To Preserve or To Compress: An In-Depth Study of Connector Selection in Multimodal Large Language Models
Junyan Lin, Haoran Chen, Dawei Zhu, Xiaoyu Shen
TL;DR
This study systematically evaluates how connectors between vision encoders and language models affect multimodal LLM performance across coarse-grained, fine-grained, and reasoning tasks. By classifying connectors as feature-preserving or feature-compressing and reclassifying sub-tasks on MMBench, MME, and SEED-Bench, the authors show that feature-preserving connectors excel in fine-grained perception, while feature-compressing connectors deliver speed advantages with competitive results on other tasks. The work further dissects pooling strategies (average pooling, attention pooling, convolutional mapping) and reveals how image resolution and token count mediate these effects, offering concrete recommendations for connector selection under resource constraints. Overall, the findings guide architecture design choices in MLLMs by balancing task demands with computational budgets, and highlight that higher resolutions diminish the relative gains of preserving features while amplifying training costs. $P$ and $Q$ were used to denote patch counts in the connector design, illustrating the fundamental trade-off between information retention and efficiency under varying perceptual granularities.
Abstract
In recent years, multimodal large language models (MLLMs) have garnered significant attention from both industry and academia.

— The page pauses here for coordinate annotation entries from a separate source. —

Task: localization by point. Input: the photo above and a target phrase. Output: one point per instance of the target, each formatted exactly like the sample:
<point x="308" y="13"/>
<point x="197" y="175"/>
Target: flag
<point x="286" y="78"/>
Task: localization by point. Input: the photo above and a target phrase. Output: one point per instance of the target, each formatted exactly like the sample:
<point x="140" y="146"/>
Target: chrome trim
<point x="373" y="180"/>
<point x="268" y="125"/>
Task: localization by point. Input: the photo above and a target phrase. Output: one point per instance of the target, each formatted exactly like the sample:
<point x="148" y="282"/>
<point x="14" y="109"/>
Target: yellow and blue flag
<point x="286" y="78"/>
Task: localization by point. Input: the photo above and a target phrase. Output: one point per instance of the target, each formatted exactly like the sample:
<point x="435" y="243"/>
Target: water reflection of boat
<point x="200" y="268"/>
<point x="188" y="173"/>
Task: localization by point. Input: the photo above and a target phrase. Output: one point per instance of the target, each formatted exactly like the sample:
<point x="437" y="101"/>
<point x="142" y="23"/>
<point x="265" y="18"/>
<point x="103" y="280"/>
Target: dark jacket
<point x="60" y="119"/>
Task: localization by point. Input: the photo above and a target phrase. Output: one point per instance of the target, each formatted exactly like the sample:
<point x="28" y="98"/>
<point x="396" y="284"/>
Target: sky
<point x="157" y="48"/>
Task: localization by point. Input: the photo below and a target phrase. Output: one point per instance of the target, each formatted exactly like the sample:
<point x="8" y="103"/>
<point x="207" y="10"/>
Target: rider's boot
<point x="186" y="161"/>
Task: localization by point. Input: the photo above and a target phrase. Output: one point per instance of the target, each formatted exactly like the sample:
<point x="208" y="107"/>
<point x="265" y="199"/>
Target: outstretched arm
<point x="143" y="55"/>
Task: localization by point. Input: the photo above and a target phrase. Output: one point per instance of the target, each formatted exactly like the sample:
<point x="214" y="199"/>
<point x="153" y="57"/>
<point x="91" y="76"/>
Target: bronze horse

However, there is still considerable debate on constructing MLLM architectures, particularly regarding the selection of appropriate connectors for perception tasks of varying granularities. This paper systematically investigates the impact of connectors on MLLM performance. Specifically, we classify connectors into feature-preserving and feature-compressing types. Utilizing a unified classification standard, we categorize sub-tasks from three comprehensive benchmarks, MMBench, MME, and SEED-Bench, into three task types: coarse-grained perception, fine-grained perception, and reasoning, and evaluate the performance. Our findings reveal that feature-preserving connectors excel in \emph{fine-grained perception} tasks due to their ability to retain detailed visual information. In contrast, feature-compressing connectors, while less effective in fine-grained perception tasks, offer significant speed advantages and perform comparably in \emph{coarse-grained perception} and \emph{reasoning} tasks. These insights are crucial for guiding MLLM architecture design and advancing the optimization of MLLM architectures.